Can You Use ChatGPT for Your Medical School Application? AMCAS, AACOMAS, CASPA, and TMDSAS Policies Compared
AMCAS allows AI for brainstorming and editing. CASPA permits only spelling and grammar tools and prohibits substantive AI drafting. TMDSAS requires your voice. AACOMAS says almost nothing.
Can You Use ChatGPT for Your Medical School Application? AMCAS, AACOMAS, CASPA, and TMDSAS Policies Compared
Short answer: it depends entirely on which application system you are using. AMCAS allows AI for brainstorming and editing. CASPA allows AI only for spelling and grammar correction and prohibits substantive AI drafting. TMDSAS requires your authentic voice. AACOMAS barely addresses it.
If you are applying to MD, DO, and PA programs simultaneously -- which many pre-health students do -- you are navigating at least three different AI policies in a single cycle. Get one wrong and you risk certification fraud on an application you spent months building.
This guide breaks down exactly what each system says, what it means in practice, and where the lines are genuinely unclear.
The Quick Comparison
| AMCAS (MD) | AACOMAS (DO) | CASPA (PA) | TMDSAS (TX MD/DO) | |
|---|---|---|---|---|
| AI for brainstorming | Allowed | Unclear | Not addressed (avoid) | Allowed |
| AI for grammar/spelling | Allowed | Unclear | Explicitly permitted (new in 26-27) | Likely allowed |
| AI for rephrasing | Risky | Unclear | Prohibited | Prohibited |
| AI for drafting | Prohibited | Unclear | Prohibited | Prohibited |
| Certification language | Explicit | Generic | Strictest on substance | Explicit |
| AI detection used | Not centrally | Unknown | Reserved right; not sole basis for investigation | Unknown |
Now let's look at each one in detail.
AMCAS: AI Is Fine for Editing, Not for Writing
The AAMC updated the AMCAS certification statement starting with the 2024-2025 cycle and carried it forward into 2026. The language is the most specific of any centralized application system:
"Although I may utilize mentors, peers, advisors, and/or AI tools for brainstorming, proofreading, or editing, my final submission is a true reflection of my own work and represents my experiences."

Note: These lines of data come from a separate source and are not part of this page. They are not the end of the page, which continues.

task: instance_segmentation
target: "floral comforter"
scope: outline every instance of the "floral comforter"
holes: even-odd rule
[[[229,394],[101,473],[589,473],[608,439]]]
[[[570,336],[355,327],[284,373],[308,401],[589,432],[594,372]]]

This is surprisingly permissive. AMCAS explicitly places AI in the same category as mentors and advisors -- tools you can use for support, not substitutes for your own thinking.
What AMCAS allows
- Brainstorming topics. Asking ChatGPT "What are strong angles for a personal statement about rural medicine?" is fine.
- Proofreading. Running your draft through an AI tool to catch typos, grammar errors, or unclear phrasing is fine.
- Editing suggestions. Getting feedback like "this paragraph is too long" or "this sentence is passive" is fine.
What AMCAS prohibits
- Drafting. Having AI write any portion of your personal statement or activity descriptions.
- Outlining. Having AI generate the structure and content of your essay.
- Copy-pasting. Taking AI-generated text and submitting it as your own, even with minor edits.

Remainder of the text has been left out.